The visit by the Scottish Cabinet Secretary for Justice to Abdelbaset Megrahi became inevitable as soon as Mr MacAskill decided, presumably after taking advice from his officials, to take representations in person (and not just in writing) from interested persons, such as relatives of those killed on Pan Am 103. He could not, while complying with the requirement of procedural fairness incumbent upon him, offer the opportunity to make representations in person to categories of interested persons while denying that opportunity to the prisoner himself.

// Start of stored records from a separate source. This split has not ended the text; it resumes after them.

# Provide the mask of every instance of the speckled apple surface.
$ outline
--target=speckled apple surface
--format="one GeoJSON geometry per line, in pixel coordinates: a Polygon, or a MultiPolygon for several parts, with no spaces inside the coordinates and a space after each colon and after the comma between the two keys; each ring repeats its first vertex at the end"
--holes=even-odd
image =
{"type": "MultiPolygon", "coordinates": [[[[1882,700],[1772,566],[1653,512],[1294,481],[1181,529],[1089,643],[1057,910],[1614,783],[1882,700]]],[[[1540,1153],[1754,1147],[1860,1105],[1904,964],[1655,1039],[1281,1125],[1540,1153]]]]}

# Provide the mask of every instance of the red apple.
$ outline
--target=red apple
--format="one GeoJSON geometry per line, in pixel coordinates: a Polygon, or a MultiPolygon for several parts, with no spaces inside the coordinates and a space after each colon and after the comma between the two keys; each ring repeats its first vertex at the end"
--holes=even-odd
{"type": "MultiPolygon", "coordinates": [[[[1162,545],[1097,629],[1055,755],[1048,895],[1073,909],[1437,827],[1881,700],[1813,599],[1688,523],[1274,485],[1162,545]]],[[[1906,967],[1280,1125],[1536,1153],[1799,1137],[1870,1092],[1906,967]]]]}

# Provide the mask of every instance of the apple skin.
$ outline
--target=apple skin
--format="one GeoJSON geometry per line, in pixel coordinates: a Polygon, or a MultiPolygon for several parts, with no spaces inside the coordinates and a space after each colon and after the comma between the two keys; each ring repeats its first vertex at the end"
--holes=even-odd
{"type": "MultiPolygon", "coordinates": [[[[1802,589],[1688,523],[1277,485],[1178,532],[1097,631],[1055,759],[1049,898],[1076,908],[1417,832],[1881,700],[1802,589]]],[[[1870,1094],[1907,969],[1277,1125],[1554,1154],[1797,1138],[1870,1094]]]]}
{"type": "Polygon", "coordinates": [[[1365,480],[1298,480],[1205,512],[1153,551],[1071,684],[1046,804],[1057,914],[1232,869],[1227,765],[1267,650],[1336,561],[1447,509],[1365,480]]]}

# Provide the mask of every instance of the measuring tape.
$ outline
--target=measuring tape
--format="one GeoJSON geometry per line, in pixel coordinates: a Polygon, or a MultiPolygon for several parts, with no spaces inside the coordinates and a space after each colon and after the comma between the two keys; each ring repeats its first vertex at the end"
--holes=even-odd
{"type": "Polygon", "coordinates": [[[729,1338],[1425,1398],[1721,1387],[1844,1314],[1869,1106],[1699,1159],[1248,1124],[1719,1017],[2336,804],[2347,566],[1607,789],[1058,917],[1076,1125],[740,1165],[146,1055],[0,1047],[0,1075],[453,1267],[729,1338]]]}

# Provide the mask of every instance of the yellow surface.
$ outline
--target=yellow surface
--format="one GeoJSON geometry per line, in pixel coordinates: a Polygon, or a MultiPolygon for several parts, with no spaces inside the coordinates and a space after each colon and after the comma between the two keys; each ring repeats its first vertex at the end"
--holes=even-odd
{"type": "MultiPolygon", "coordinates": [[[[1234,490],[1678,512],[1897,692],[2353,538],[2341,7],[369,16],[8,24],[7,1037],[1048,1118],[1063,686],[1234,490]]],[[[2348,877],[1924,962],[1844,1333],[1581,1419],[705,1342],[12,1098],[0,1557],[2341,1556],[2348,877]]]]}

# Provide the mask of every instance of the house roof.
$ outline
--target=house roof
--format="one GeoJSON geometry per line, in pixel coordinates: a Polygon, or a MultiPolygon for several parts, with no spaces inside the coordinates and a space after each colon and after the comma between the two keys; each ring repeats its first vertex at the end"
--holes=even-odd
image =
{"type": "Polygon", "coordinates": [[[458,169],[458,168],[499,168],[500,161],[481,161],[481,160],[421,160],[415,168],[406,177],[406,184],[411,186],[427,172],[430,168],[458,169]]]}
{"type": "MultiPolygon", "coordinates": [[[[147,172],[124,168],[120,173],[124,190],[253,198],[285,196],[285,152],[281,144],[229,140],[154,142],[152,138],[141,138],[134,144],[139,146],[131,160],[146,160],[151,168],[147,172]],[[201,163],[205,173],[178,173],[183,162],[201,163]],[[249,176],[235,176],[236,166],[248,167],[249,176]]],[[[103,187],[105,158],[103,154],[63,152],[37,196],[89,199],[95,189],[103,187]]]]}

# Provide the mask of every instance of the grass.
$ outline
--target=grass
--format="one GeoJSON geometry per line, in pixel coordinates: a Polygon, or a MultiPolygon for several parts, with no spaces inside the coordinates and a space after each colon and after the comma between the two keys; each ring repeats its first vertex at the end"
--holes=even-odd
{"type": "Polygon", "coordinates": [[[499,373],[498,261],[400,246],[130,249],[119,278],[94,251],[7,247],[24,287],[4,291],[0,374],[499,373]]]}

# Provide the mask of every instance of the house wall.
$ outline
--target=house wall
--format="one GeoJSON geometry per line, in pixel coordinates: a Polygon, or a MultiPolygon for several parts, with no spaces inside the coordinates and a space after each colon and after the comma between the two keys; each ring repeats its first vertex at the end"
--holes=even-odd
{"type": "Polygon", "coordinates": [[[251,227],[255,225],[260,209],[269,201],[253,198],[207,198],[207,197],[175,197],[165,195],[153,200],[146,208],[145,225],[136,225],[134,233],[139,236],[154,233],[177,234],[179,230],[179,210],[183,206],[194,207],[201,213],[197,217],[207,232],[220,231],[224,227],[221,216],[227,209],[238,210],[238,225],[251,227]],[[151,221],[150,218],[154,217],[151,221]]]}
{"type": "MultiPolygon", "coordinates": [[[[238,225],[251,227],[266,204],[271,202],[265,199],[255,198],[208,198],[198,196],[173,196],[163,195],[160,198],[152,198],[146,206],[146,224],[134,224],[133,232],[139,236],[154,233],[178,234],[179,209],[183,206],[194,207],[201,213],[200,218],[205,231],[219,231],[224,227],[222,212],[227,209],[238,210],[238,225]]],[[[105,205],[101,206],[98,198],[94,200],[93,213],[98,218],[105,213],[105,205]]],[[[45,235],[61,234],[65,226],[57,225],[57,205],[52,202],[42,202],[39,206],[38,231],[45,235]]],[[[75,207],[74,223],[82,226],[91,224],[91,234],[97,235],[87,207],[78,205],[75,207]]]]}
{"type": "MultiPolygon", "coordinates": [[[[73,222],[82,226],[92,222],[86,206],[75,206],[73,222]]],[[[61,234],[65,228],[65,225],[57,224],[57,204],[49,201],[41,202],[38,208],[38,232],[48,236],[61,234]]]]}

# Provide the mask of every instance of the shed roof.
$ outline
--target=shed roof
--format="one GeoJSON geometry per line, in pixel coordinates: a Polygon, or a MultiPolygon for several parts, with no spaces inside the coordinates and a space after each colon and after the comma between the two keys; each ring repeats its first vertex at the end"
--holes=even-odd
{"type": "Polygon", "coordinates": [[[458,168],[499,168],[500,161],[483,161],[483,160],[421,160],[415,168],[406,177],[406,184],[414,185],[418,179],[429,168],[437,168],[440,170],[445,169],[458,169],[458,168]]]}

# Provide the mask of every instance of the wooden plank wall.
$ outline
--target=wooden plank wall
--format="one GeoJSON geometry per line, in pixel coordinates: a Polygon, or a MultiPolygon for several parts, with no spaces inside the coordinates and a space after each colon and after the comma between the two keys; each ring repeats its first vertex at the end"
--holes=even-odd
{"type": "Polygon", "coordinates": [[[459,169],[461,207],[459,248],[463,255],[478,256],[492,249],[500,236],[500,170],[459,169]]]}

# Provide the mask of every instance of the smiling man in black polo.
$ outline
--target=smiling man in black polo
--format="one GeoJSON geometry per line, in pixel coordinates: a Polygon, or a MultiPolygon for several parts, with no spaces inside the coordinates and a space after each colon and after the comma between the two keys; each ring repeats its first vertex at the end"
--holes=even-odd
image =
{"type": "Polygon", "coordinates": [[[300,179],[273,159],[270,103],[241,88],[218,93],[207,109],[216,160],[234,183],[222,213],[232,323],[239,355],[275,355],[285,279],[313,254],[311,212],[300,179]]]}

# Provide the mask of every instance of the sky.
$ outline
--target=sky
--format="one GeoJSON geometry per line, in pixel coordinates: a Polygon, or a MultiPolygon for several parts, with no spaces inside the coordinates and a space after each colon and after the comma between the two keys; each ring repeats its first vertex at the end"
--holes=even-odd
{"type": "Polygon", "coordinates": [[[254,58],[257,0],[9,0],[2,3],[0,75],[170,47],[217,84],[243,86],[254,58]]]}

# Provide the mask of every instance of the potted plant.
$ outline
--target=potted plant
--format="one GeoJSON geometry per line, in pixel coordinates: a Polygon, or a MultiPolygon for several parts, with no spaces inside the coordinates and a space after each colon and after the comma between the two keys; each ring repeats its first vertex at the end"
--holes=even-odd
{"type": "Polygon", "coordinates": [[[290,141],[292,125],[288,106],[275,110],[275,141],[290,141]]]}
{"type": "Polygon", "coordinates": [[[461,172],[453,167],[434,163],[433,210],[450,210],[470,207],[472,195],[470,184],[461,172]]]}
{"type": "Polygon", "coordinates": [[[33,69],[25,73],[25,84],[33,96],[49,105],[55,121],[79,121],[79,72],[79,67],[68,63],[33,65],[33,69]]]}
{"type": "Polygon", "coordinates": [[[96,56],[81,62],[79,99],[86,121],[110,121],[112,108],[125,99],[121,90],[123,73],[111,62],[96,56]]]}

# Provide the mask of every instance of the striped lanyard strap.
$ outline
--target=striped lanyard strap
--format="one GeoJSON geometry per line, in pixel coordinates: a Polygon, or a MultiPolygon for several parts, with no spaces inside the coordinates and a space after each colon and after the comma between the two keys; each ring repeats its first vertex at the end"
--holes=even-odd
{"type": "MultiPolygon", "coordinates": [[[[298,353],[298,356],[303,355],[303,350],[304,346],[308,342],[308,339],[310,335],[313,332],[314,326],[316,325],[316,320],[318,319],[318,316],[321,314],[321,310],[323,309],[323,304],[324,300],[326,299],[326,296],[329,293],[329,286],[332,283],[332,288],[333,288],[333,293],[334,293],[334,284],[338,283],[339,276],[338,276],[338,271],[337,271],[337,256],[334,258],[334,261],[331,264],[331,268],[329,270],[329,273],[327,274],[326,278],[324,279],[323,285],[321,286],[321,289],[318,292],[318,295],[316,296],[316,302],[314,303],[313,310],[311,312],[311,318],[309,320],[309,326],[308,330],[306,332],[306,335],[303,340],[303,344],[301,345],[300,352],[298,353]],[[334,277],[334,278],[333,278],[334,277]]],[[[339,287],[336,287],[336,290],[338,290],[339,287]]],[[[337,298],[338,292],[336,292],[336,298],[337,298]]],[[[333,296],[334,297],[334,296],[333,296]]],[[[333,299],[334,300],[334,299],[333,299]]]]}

Are the politicians who have rushed to criticise Kenny MacAskill for meeting Abdelbaset Megrahi prepared to criticise him for meeting - in person in some cases, by video link in others - Lockerbie relatives? If not, their criticism is based on a misunderstanding of the legal position and reflects on them, not on Mr MacAskill.

The medical evidence

We should be careful not to give credit to those who argue that there are shortcomings in the medical advice which led to Mr Megrahi's release based on his imminent death because it came not from a cancer specialist but from a General Practitioner, for there is a straightforward answer. Specialist oncologists simply are not prepared to tell a patient, or anyone else who may want to know, how long that person has to live. They regard their function as being to provide, or advise on, the best care and treatment for the patient for however long or short a period he may have left. This means that if a patient, or anyone else with a need to know, insists on being provided with a time scale, this must be provided, not by the cancer specialists, but by the ordinary general practitioner attending the patient who must do his best, with his overall knowledge of the patient and the progress of the disease, to translate the specialists’ views into weeks or months.

That is precisely what has happened in Abdelbaset Megrahi’s case. The newspapers and politicians who have sought to read something sinister and underhand into the medical aspects of Kenny MacAskill’s decision should be thoroughly ashamed of themselves.